At the beginning of the court's oral charge to the jury, the court clarified which evidence the jury could consider in reaching its verdict:"Now the cocaine that the Defendant is charged with possessing is the cocaine that was allegedly found in the automobile. You are not to consider any other evidence that may have come before you in this case as to any other prohibited substance that may have been found during the course of that search."

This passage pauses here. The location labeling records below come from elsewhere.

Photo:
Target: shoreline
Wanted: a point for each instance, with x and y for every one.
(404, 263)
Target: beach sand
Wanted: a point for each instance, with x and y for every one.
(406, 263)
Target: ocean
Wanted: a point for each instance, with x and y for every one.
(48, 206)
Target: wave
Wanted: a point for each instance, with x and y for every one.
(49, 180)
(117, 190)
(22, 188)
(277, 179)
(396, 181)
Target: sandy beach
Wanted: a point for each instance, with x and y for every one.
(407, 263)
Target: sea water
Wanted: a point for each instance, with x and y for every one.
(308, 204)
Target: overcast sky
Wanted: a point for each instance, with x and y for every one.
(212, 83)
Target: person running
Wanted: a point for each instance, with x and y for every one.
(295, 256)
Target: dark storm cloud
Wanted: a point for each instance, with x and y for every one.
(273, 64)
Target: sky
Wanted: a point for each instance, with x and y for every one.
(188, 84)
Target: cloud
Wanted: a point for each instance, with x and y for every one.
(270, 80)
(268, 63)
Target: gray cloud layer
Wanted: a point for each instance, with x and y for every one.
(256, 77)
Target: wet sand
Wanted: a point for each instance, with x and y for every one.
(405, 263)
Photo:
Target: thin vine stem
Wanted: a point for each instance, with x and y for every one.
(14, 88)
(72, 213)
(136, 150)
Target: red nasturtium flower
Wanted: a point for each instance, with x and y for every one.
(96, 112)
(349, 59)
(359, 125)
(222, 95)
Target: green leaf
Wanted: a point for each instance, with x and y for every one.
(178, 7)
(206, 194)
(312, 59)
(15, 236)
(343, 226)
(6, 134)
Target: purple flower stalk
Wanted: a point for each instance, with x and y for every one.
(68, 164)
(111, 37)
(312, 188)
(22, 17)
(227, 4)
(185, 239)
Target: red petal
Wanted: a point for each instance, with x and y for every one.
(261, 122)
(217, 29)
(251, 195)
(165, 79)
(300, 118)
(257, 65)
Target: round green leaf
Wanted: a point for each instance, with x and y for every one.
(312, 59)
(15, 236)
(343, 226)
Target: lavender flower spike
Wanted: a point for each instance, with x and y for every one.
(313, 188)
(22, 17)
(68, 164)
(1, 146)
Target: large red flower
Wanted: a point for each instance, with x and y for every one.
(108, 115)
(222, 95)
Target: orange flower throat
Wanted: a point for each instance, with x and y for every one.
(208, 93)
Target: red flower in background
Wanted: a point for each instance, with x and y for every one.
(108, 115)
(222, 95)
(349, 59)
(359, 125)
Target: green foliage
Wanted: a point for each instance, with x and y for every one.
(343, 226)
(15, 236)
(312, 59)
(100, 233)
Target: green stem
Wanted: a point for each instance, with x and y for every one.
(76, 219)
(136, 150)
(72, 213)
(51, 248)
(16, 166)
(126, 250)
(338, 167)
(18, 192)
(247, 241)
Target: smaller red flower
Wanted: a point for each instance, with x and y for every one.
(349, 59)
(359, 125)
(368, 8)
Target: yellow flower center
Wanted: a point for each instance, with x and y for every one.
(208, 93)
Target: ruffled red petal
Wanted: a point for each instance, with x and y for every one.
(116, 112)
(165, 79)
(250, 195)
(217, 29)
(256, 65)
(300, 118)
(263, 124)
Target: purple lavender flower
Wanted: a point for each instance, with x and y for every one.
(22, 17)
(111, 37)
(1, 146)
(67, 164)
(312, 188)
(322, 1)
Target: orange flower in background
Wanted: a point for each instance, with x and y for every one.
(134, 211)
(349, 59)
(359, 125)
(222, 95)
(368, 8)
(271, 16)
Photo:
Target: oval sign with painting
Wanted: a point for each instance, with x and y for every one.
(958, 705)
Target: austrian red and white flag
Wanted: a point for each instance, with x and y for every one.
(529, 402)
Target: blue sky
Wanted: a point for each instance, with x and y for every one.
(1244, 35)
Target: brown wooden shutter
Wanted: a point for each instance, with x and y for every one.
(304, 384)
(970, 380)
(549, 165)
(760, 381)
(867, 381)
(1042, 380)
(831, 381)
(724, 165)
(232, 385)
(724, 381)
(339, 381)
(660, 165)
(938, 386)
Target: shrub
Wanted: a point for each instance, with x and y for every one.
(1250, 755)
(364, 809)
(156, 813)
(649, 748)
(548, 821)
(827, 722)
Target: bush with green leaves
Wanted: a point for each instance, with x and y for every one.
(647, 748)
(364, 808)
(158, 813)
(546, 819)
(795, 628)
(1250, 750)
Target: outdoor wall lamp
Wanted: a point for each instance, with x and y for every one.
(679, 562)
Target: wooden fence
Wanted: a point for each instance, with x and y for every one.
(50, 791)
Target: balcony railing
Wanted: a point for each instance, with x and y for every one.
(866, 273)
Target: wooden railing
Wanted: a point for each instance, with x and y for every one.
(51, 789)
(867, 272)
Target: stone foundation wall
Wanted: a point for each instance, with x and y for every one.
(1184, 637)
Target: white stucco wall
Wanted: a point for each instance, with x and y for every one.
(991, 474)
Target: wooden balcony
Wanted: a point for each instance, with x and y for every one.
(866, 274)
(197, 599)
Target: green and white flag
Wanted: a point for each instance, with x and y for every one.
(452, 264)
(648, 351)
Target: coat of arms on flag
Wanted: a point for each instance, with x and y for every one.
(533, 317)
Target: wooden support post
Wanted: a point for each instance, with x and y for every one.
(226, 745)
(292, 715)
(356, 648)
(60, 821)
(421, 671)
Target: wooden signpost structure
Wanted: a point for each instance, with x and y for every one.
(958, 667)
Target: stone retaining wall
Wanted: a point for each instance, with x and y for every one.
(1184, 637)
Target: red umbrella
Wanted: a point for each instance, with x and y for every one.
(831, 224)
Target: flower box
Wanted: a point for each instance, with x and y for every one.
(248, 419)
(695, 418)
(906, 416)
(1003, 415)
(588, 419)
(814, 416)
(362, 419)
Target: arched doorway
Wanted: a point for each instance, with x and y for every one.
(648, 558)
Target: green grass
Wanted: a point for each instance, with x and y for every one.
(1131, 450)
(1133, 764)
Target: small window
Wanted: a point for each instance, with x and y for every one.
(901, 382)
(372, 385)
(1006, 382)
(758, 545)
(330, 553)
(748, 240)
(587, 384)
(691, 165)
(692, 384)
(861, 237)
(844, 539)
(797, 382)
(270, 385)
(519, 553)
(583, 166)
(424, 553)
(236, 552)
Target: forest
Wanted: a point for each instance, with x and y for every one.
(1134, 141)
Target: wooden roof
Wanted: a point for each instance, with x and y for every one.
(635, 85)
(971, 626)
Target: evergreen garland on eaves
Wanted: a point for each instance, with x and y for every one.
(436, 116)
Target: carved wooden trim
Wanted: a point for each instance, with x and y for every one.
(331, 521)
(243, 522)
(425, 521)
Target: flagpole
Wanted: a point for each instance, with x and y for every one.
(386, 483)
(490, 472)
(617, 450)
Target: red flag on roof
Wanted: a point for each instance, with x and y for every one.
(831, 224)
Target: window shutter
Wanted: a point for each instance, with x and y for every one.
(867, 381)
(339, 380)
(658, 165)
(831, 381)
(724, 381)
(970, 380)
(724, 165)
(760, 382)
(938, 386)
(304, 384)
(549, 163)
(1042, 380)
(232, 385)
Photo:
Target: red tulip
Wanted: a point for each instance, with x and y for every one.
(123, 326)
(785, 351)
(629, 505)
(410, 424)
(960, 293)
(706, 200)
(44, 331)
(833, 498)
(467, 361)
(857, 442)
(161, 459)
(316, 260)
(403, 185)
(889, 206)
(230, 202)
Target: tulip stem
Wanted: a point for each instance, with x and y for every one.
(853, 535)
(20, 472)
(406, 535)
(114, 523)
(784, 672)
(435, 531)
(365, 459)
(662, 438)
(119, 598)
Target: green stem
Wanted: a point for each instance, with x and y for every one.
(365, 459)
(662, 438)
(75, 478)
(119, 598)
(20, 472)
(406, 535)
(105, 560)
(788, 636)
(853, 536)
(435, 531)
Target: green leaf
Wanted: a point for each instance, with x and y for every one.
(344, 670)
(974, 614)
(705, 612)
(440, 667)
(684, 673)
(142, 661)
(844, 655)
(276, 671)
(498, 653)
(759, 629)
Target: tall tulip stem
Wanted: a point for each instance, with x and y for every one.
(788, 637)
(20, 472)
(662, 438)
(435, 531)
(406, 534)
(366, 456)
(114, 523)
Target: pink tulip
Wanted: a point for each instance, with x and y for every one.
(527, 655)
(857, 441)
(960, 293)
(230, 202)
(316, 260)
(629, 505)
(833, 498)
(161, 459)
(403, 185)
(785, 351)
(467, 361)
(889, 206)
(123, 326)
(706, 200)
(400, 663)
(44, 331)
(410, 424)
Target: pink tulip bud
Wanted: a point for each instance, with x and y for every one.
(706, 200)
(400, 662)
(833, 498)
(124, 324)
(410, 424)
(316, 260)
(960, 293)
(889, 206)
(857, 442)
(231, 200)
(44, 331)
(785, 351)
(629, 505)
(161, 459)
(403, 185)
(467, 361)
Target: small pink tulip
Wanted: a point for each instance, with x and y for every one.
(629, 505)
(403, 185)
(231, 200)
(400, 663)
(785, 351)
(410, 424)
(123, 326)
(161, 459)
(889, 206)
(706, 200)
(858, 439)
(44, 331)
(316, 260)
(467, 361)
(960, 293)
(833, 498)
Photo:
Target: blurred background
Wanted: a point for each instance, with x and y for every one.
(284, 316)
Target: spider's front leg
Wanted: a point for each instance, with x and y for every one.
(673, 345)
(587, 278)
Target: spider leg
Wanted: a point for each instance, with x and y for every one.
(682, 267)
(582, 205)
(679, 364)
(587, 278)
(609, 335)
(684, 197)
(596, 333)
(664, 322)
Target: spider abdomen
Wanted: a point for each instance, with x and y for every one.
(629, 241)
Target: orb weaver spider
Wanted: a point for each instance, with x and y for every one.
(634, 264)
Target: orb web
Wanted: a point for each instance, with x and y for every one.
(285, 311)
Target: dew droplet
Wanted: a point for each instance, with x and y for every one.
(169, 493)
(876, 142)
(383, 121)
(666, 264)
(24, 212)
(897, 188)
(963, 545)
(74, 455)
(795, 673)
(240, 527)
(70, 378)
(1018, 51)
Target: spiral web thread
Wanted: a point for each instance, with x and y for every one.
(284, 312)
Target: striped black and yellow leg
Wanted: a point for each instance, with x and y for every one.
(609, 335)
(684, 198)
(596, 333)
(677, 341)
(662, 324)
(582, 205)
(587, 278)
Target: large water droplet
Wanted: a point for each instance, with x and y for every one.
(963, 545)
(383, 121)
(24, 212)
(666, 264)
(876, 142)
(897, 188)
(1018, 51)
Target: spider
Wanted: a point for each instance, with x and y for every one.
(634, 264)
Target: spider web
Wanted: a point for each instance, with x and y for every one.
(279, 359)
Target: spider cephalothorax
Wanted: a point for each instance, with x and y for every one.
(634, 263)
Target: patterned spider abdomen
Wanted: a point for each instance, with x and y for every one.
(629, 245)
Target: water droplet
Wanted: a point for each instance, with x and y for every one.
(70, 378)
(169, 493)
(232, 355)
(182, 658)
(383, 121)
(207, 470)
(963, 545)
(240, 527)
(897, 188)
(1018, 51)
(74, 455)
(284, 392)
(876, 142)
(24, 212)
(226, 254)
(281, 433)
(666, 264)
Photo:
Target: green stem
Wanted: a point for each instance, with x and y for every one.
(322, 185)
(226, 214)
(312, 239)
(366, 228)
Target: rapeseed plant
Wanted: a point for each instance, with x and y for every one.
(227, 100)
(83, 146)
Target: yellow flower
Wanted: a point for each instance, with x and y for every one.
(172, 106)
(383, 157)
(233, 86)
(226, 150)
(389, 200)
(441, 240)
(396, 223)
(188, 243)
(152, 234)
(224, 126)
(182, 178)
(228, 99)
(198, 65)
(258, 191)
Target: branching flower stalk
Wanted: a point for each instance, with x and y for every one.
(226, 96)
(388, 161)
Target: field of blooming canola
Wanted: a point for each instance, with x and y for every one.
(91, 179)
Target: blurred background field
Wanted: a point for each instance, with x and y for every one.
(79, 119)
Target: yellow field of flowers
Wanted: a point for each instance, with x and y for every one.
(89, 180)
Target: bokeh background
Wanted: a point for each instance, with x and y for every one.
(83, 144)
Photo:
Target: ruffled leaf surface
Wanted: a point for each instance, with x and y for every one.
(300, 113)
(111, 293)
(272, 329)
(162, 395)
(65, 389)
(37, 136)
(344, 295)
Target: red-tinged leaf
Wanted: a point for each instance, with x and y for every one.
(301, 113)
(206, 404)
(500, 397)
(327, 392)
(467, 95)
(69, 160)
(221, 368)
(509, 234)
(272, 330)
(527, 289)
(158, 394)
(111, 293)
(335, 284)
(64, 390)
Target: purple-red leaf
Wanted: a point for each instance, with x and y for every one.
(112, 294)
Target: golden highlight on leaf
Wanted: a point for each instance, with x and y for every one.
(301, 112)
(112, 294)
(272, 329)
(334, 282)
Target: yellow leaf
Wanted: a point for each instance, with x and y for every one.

Moreover, any alleged error resulting from the court's initial ruling denying appellant's motion to suppress and in limine was rendered harmless when the trial court granted the appellant's motion to exclude the cocaine found in the mobile home, Rule 45, A.R.App.P. The trial judge cured any alleged prejudice arising from the initial admission of the cocaine found in the mobile home by instructing the jury to consider only the material found in the white Monte Carlo automobile in reaching a verdict. See Petite v. State, 520 So. 2d 207 (Ala.Cr.App.1987).
Finally, because there was clearly sufficient evidence to support the appellant's conviction for possession of cocaine based solely upon the cocaine found in the search of the white Monte Carlo automobile, which search is not objected to on appeal, we find no reversible error.II
The appellant contends that the State violated the principles set out in Batson v. Kentucky, 476 U.S. 79, 106 S. Ct. 1712, 90 L. Ed. 2d 69 (1986), in exercising its peremptory challenges. We disagree.
The record reveals that of the three blacks on the venire, two were struck by the State and one served on the jury. L.A., a black man, was struck because his aunt and uncle had been charged with possession of cocaine. P., the second black on the venire, was struck because his sister-in-law had been convicted of possession of cocaine and because he had previously sat on a criminal jury that acquitted the defendant. The reasons given for striking these potential jurors were clearly based on considerations other than race. Fearn v. City of Huntsville, 568 So. 2d 349 (Ala.Cr.App. 1990) (not error to strike every veniremember who had a friend or family member stopped or arrested for DUI).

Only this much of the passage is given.